Goldman Sachs keeps popping up in the news after Donald Trump's presidential win restarted an age-old tradition of presidents naming Goldmanites to top spots in their administration, an article in Bloomberg by Dakin Campbell stated.
From the article:
After eight years as the face of Wall Street greed and the target of public scorn, the bankers at Goldman Sachs can be cheerful again. Not only has Trump’s election stoked hopes for looser regulatory policies that will make it easier for banks to take bigger risks and book fatter profits, but Goldman also appears to have regained its place at the nexus between Wall Street and Washington.
Goldman Sachs quickly turned into a goldmine for the future Trump administration team, most recently with the bank’s No. 2 executive Gary Cohn announcing he is leaving to join the Trump administration as its chief economic advisor.
And in addition to Cohn, Trump announced at the end of November that he selected Steve Mnuchin, a former executive at Goldman Sachs and former chairman of OneWest Bank to lead the Department of the Treasury.

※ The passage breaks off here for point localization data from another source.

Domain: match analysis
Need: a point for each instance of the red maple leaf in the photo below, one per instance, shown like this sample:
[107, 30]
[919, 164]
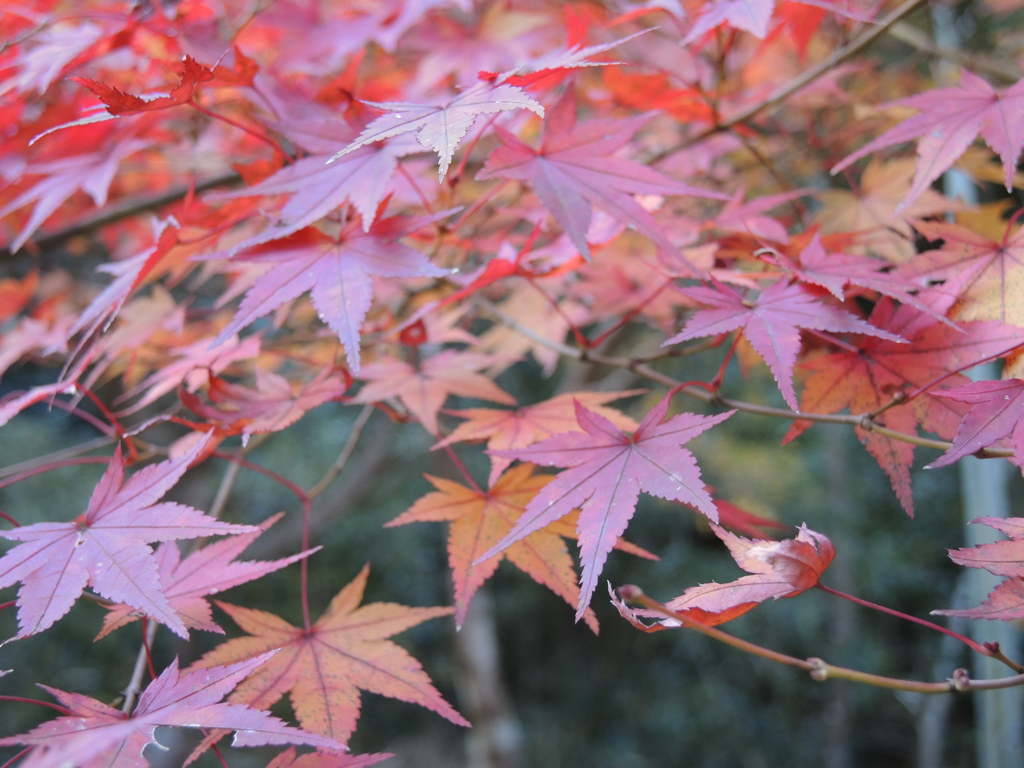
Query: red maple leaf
[771, 324]
[118, 102]
[272, 406]
[997, 408]
[287, 759]
[987, 273]
[424, 388]
[1000, 558]
[777, 569]
[528, 424]
[948, 122]
[440, 127]
[95, 735]
[574, 169]
[318, 187]
[338, 272]
[90, 172]
[108, 547]
[206, 571]
[327, 666]
[834, 271]
[607, 471]
[551, 68]
[479, 519]
[193, 368]
[867, 379]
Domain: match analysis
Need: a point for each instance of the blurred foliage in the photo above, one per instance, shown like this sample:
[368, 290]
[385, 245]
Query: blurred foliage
[622, 698]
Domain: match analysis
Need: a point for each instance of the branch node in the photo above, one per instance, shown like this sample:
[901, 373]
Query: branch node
[819, 670]
[961, 680]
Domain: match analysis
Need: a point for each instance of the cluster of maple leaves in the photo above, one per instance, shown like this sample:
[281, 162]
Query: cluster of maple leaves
[389, 204]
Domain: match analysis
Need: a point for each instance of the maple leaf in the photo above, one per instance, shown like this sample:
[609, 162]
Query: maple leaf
[771, 324]
[572, 171]
[479, 519]
[777, 569]
[129, 274]
[287, 759]
[989, 274]
[271, 407]
[1000, 558]
[523, 426]
[118, 102]
[749, 217]
[424, 388]
[195, 365]
[948, 122]
[750, 15]
[91, 172]
[834, 271]
[867, 379]
[548, 67]
[318, 187]
[53, 49]
[440, 127]
[326, 667]
[206, 571]
[338, 272]
[607, 471]
[996, 411]
[95, 735]
[107, 547]
[868, 210]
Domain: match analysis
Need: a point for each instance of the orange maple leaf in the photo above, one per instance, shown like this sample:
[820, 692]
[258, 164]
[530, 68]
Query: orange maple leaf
[343, 652]
[505, 429]
[479, 519]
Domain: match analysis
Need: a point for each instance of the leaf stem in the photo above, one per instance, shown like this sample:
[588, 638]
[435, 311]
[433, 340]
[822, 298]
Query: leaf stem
[135, 684]
[462, 469]
[639, 366]
[819, 669]
[22, 699]
[801, 81]
[345, 455]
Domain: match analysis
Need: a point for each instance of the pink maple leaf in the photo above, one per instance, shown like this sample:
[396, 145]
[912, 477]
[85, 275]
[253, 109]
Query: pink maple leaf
[557, 62]
[573, 171]
[107, 547]
[337, 271]
[440, 127]
[607, 471]
[947, 125]
[91, 172]
[95, 735]
[271, 407]
[287, 759]
[206, 571]
[753, 15]
[523, 426]
[771, 324]
[1000, 558]
[195, 364]
[318, 187]
[997, 408]
[424, 388]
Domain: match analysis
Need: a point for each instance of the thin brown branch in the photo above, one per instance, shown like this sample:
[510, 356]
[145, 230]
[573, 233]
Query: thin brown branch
[634, 364]
[819, 669]
[800, 82]
[1006, 70]
[135, 684]
[345, 455]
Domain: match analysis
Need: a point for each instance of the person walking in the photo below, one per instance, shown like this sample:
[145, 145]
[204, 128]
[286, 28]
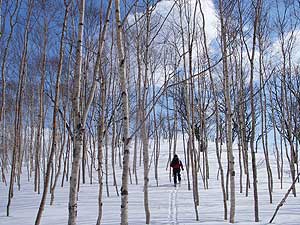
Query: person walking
[176, 164]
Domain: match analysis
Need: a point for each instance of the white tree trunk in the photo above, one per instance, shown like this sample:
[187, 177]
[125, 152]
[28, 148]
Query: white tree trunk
[125, 112]
[78, 125]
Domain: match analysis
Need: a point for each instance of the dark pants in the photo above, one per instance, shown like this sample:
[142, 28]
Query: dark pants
[176, 173]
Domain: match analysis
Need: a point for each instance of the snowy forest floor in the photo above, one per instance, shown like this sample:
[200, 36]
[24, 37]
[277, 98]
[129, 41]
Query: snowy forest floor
[168, 204]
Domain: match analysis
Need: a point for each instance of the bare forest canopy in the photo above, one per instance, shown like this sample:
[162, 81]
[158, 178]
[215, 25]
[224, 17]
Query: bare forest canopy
[76, 73]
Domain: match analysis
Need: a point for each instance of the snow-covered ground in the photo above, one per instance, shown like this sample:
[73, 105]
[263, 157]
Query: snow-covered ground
[168, 204]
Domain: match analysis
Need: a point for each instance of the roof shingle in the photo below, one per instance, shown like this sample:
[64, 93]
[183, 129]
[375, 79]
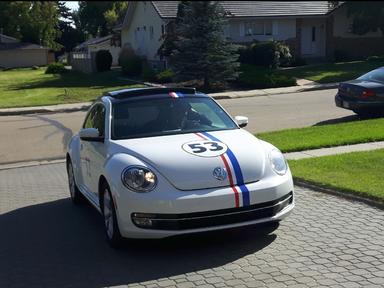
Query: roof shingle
[168, 9]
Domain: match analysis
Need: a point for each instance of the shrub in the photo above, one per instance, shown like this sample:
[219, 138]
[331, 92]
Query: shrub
[55, 68]
[165, 76]
[131, 64]
[103, 60]
[341, 56]
[270, 54]
[256, 77]
[148, 74]
[375, 58]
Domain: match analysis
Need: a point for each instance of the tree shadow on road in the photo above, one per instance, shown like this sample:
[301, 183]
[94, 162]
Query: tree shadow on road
[58, 245]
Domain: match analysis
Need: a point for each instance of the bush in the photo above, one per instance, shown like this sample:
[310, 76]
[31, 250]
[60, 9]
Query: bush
[341, 56]
[269, 54]
[148, 74]
[256, 77]
[103, 60]
[131, 64]
[298, 61]
[165, 76]
[375, 58]
[55, 68]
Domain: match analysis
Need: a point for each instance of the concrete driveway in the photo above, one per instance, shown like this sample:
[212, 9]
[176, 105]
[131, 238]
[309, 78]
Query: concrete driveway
[46, 241]
[45, 136]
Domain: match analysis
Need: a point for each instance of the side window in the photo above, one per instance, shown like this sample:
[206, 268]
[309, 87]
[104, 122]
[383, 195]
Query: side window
[88, 123]
[96, 119]
[99, 119]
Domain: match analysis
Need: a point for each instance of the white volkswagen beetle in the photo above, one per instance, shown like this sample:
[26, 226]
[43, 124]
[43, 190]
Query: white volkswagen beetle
[158, 162]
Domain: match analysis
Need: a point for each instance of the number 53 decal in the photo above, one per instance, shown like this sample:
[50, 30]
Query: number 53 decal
[205, 148]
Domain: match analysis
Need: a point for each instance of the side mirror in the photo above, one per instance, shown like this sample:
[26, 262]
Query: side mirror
[242, 121]
[90, 134]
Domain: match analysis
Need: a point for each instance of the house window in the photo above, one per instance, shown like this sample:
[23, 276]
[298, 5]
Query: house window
[268, 28]
[313, 34]
[258, 28]
[151, 32]
[248, 28]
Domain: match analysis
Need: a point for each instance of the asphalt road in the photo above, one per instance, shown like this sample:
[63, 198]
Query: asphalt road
[46, 241]
[45, 136]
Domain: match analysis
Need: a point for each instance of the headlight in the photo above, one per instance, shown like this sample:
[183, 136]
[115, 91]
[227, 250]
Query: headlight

The Bloomberg article continued:
“They outlasted the criticism,” says Charles Geisst, a Wall Street historian and author of books about the industry. Mark Williams, a lecturer at Boston University and the author of a book about Lehman Brothers’ collapse, puts it more bluntly: “Although politicians love to publicly decry Goldman Sachs, in times of need they run to the firm for capital-markets expertise and to fill key cabinet seats.” Trump is no exception.